Nur noch wenige Kilometer trennt die Flotte des in Troja siegreichen griechischen Königs Idomeneus von seiner Heimat Kreta, als er mit seinem Gefolge in ein Unwetter gerät. 79 Schiffe gehen unter, nur seines erreicht das Ufer. Die Rettung verdankt der Held seinem verhängnisvollen Handel mit einer göttlichen Stimme. Er verspricht nichts weniger als ein Menschenopfer, um sein eigenes Leben zu retten: Er wird das Lebewesen, dass ihm auf Kreta als Erstes begegnet, töten. Dass er das Leben seines eigenen Sohnes zum Tausch gegen sein eigenes anbietet, weiss er noch nicht. Denn ausgerechnet dieser ist als Erster am Strand, als der lang erwartete Vater ankommt. Wird Idomeneus sein Versprechen halten?
Wie die Geschichte ausgeht, ist nicht eindeutig überliefert: Während die Flotte in Homers "Ilias" sicher nach Hause segelt, opfert Idomeneus in der Überlieferung von Apollodorus den Sohn und wird aus Kreta vertrieben, in Mozarts Oper "Idomeneo" kann das Orakel im letzten Moment besänftigt werden. Roland Schimmelpfennig mach die Vielzahl an Varianten des Mythos zum erzählerischen Prinzip: In 18 scharf voneinander getrennten Szenen spielt ein Chor von Frauen und Männern unterschiedlichen Alterst in wechselnder Besetzung mögliche Fortsetzungen der "Idomeneus"-Überlieferung durch und evoziert in packenden Bildern, was die Folgen des fatalen Versprechens sein könnten. Sein sprachlich und rhythmisch hoch präzises Gedankendrama stallt das unausweichlich Tragische gleichberechtigt neben die Hoffnung auf eine glückliche Wendung.
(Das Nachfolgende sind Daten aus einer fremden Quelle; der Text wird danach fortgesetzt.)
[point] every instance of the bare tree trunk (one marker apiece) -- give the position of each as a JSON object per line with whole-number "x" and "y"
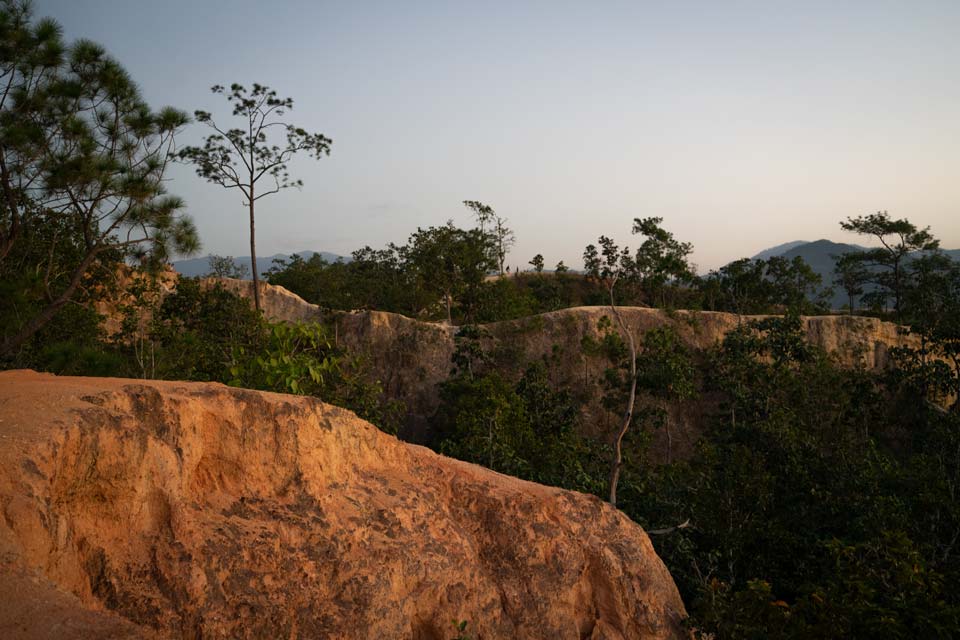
{"x": 628, "y": 415}
{"x": 14, "y": 342}
{"x": 253, "y": 254}
{"x": 10, "y": 234}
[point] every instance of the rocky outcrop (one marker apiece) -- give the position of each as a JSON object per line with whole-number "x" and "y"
{"x": 277, "y": 302}
{"x": 187, "y": 510}
{"x": 412, "y": 358}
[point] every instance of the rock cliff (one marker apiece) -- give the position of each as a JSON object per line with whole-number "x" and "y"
{"x": 187, "y": 510}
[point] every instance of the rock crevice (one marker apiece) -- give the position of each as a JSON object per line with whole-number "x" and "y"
{"x": 197, "y": 510}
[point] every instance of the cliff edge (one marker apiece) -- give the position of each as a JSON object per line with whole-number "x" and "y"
{"x": 175, "y": 510}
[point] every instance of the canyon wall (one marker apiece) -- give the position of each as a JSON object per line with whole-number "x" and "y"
{"x": 195, "y": 510}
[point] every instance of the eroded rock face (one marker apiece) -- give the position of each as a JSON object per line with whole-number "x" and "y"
{"x": 200, "y": 511}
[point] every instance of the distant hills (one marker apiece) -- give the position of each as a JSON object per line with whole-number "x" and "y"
{"x": 820, "y": 255}
{"x": 201, "y": 266}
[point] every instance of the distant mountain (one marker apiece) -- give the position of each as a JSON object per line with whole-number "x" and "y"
{"x": 820, "y": 255}
{"x": 201, "y": 266}
{"x": 778, "y": 250}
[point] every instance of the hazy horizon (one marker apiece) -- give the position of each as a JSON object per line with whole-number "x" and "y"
{"x": 744, "y": 126}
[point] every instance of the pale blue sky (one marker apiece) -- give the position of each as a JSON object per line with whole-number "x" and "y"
{"x": 742, "y": 124}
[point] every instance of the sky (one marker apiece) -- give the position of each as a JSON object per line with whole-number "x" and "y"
{"x": 742, "y": 124}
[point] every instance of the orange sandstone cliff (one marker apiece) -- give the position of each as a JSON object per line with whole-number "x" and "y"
{"x": 184, "y": 510}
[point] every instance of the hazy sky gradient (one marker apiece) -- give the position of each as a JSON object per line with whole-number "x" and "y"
{"x": 742, "y": 124}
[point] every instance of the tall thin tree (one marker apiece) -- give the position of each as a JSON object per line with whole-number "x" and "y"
{"x": 238, "y": 158}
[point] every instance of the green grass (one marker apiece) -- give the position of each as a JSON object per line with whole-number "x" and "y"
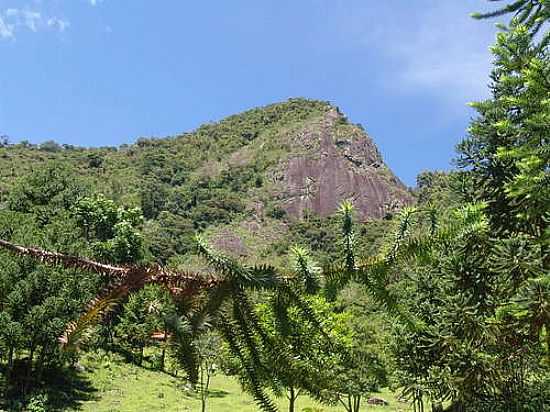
{"x": 123, "y": 387}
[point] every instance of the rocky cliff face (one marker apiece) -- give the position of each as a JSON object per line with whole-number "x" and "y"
{"x": 337, "y": 161}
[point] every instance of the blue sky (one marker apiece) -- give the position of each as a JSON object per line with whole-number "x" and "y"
{"x": 105, "y": 72}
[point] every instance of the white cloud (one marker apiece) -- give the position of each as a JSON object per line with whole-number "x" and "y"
{"x": 59, "y": 24}
{"x": 6, "y": 30}
{"x": 13, "y": 20}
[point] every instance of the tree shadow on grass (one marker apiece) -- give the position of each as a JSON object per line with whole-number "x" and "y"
{"x": 58, "y": 389}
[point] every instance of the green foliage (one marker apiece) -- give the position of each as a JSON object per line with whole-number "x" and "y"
{"x": 533, "y": 14}
{"x": 146, "y": 312}
{"x": 111, "y": 230}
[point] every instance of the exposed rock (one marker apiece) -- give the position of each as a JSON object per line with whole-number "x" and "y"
{"x": 334, "y": 168}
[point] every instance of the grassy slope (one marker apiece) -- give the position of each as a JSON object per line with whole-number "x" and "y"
{"x": 122, "y": 387}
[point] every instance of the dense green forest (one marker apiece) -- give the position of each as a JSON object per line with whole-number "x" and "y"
{"x": 178, "y": 260}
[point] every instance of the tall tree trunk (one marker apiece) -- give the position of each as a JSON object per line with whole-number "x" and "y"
{"x": 29, "y": 371}
{"x": 292, "y": 399}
Roland Schimmelpfennig ist der derzeit meistgespielte deutschsprachige Dramatiker und hat im März 2016 seinen ersten Roman vorgelegt. Nach der Uraufführung seiner "Bacchen" in der Spielzeit 2015/2016 war "Idomeneus" zum ersten Mal in der Schweiz zu sehen. Es inszenierte der Belgrader Regisseur Milos Lolic, der in der vergangenen Spielzeit "Heuschrecken" von Biljana Srblijanovic am Theater Basel gezeigt hat.